BP’s CCS Scheme
On December 2, 2022, the Benton County Commissioners and the Benton County Plan Commission held a joint meeting to determine how they could possibly protect the health and welfare of their constituents in the face of a carbon sequestration law, HEA1209 (2022) that restricts the authority of county commissions.
As Commissioner Bryan Berry remarked during the meeting, “HB1209 puts a choke hold on not only Benton County but the rest of the counties in our great state...” by taking away home rule, hampering the ability of local officials to enact local solutions to local issues and problems.
The hearing room was packed with citizens concerned with the idea that BP wants to pipe and inject potentially millions of tons of toxic, highly pressurized carbon dioxide under their property – a process called carbon sequestration. And they should be concerned. BP's oil refinery in Whiting, IN, is one of the worst water polluters in the country. And who can forget that BP's Deepwater Horizon oil spill in the Gulf of Mexico in 2010 is still the "largest spill of oil in the history of marine oil drilling operations?"
Earthquakes
The U.S. Geological Survey, or USGS, is still attempting to determine whether carbon sequestration is safe. In initial findings for the carbon sequestration hub designated by the U.S. Department of Energy, or DOE, in which Indiana is included, USGS found that similar conditions exist in this designated carbon sequestration zone that led to hundreds of earthquakes in Oklahoma caused by the injection of tens of millions of gallons of toxic wastewater from natural gas fracking wells that, in some instances, resulted in property damage. The strength of the earthquakes is expected to increase, as wastewater disposal continues. Earthquakes have also occurred miles from the injection zones, indicating that the liquid toxic waste travels long distances underground.
USGS is also concerned with the potential for groundwater pollution from carbon dioxide escaping from the so-called caprock, the layer of rock that is supposed to keep it at lower depths, and with the potential for carbon dioxide to escape into the atmosphere. Unlike naturally occurring earthquakes, these fracking waste-induced earthquakes tend to occur at shallower depths and can fracture the caprock, according to USGS. This could also happen with the injection of highly pressurized, liquified carbon dioxide waste into the earth.
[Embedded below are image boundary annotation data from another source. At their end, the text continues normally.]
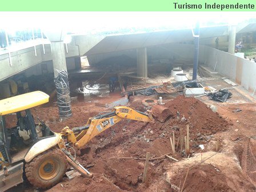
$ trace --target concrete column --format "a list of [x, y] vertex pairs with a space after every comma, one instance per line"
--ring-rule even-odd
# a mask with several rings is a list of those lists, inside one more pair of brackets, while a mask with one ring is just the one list
[[229, 50], [228, 52], [234, 54], [235, 53], [236, 26], [229, 26]]
[[81, 58], [80, 57], [75, 58], [75, 69], [81, 69], [82, 63], [81, 63]]
[[56, 69], [59, 71], [67, 71], [64, 43], [63, 41], [51, 42], [51, 46], [54, 77], [57, 78], [59, 73]]
[[64, 43], [51, 41], [51, 46], [59, 114], [68, 118], [72, 115], [72, 111]]
[[147, 77], [147, 48], [137, 49], [137, 76]]

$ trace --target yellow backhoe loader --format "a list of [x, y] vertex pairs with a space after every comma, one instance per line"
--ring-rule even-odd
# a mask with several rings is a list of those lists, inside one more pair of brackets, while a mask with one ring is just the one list
[[[0, 101], [0, 191], [29, 181], [39, 188], [50, 187], [62, 178], [67, 163], [83, 177], [93, 174], [70, 153], [123, 119], [153, 120], [146, 113], [125, 106], [89, 119], [83, 126], [66, 127], [54, 133], [40, 120], [35, 124], [30, 109], [48, 102], [49, 96], [34, 91]], [[8, 115], [17, 117], [16, 126], [6, 127]]]

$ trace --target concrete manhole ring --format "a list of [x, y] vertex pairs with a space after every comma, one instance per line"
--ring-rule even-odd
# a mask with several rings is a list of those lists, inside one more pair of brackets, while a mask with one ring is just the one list
[[153, 99], [143, 99], [142, 103], [145, 106], [151, 106], [157, 104], [157, 100]]

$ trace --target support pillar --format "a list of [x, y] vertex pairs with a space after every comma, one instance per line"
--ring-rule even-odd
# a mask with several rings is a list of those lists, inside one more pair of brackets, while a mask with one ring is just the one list
[[147, 78], [147, 48], [137, 49], [137, 76]]
[[197, 23], [195, 26], [194, 34], [193, 36], [194, 38], [194, 61], [193, 61], [193, 80], [197, 79], [197, 68], [198, 66], [198, 54], [199, 54], [199, 23]]
[[235, 53], [235, 35], [237, 33], [236, 26], [229, 26], [229, 49], [228, 52], [234, 54]]
[[64, 43], [51, 41], [51, 47], [59, 114], [68, 118], [72, 115], [72, 111]]

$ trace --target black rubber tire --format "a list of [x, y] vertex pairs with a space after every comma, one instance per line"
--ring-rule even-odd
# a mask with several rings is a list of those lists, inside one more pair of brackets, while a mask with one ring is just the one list
[[[58, 163], [58, 171], [54, 177], [46, 180], [40, 177], [39, 171], [40, 166], [45, 161], [49, 159]], [[25, 173], [27, 180], [35, 187], [42, 189], [51, 187], [59, 182], [67, 169], [67, 162], [65, 155], [56, 147], [50, 149], [39, 154], [25, 165]]]

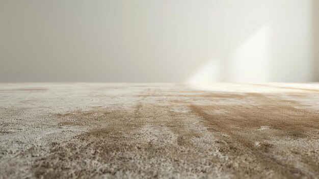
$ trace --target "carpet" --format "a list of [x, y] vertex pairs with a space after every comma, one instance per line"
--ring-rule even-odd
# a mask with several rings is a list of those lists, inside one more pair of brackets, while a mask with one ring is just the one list
[[0, 84], [0, 178], [319, 176], [319, 84]]

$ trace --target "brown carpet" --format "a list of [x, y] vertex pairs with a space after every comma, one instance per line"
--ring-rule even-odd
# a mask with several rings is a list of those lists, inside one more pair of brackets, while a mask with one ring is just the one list
[[0, 178], [319, 177], [319, 84], [0, 84]]

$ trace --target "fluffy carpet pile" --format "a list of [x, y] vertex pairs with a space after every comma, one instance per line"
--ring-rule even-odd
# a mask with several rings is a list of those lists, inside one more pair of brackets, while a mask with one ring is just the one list
[[0, 84], [0, 178], [319, 177], [319, 84]]

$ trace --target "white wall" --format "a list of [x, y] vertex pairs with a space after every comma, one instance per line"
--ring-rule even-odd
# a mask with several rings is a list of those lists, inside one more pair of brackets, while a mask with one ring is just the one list
[[0, 82], [318, 80], [318, 4], [0, 0]]

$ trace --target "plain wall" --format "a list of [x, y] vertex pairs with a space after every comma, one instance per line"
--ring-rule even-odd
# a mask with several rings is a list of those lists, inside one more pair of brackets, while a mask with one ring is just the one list
[[318, 4], [0, 0], [0, 82], [318, 81]]

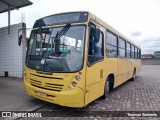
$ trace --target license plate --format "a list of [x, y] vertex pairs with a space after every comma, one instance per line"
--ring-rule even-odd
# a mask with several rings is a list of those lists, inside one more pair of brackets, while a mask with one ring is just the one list
[[42, 97], [47, 97], [47, 94], [43, 92], [37, 92], [37, 95]]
In other words, analysts are certain that carbon dioxide pipelines and sequestration present potentially significant, specific environmental and human health threats but Indiana state government is promoting it anyway.
Asphyxiation
Carbon dioxide must be compressed and pressurized in order to transport in pipelines and to inject into the ground. Compressed carbon dioxide is referred to as supercritical carbon dioxide and is so corrosive that it is used as an industrial solvent. The corrosiveness of compressed CO2 recently led to the failure of pipelines in Mississippi.
Responders to the accident said that some victims exposed to the concentrated carbon dioxide looked like wandering zombies. Some were found unconscious. Hundreds of people were evacuated from the area and dozens sent to hospitals. Carbon dioxide is heavier than air, so large releases settle rather dissipate in the atmosphere, which can asphyxiate people and animals living near the pipeline, which nearly happened in the Mississippi incident.
Indiana Law
Gov. Holcomb, at the signing of Senate Bill 442 in 2019 that approved a carbon sequestration project in Vigo County (Wabash Valley Resources, or WVR), referred to carbon sequestration as “a great economic opportunity,” according to the Terre Haute Tribune-Star. But it really is just a sprawling hazardous waste dump deep underground rather than near the surface, fraught with threats to public health and property values. Adding insult to injury to Vigo County residents, the state legislature, despite paucity of information, determined that no further study was needed.
HEA1209 (2022) impacts large portions of Indiana and goes even further. The legislation makes Indiana taxpayers liable, instead of BP or other corporations, for any problems that arise after the sequestration site is “closed” – in other words, forever. Not a smart move.
CCS Doesn’t Decarbonize Anything
CCS advocates like BP and WVR refer to the practice as “decarbonizing” their industry. However, CCS is just another end-of-pipe waste management strategy.
BP wants to capture carbon dioxide from using fossil gas (methane) to produce hydrogen, called steam methane reforming. For one, BP is still using a fossil fuel as a feedstock – hardly a decarbonization strategy – whose fracking-based fuel cycle consumes enormous amounts of water, produces enormous amounts of waste, and is a public health disaster. Secondly, the steam methane reform process produces 7 to 10 times more carbon dioxide than it does hydrogen. That means that the 200,000 tons per year of hydrogen that BP wants to “decarbonize” would result in up to 2 million tons of captured carbon dioxide annually that the company wants to pipe to and “store” under Benton County.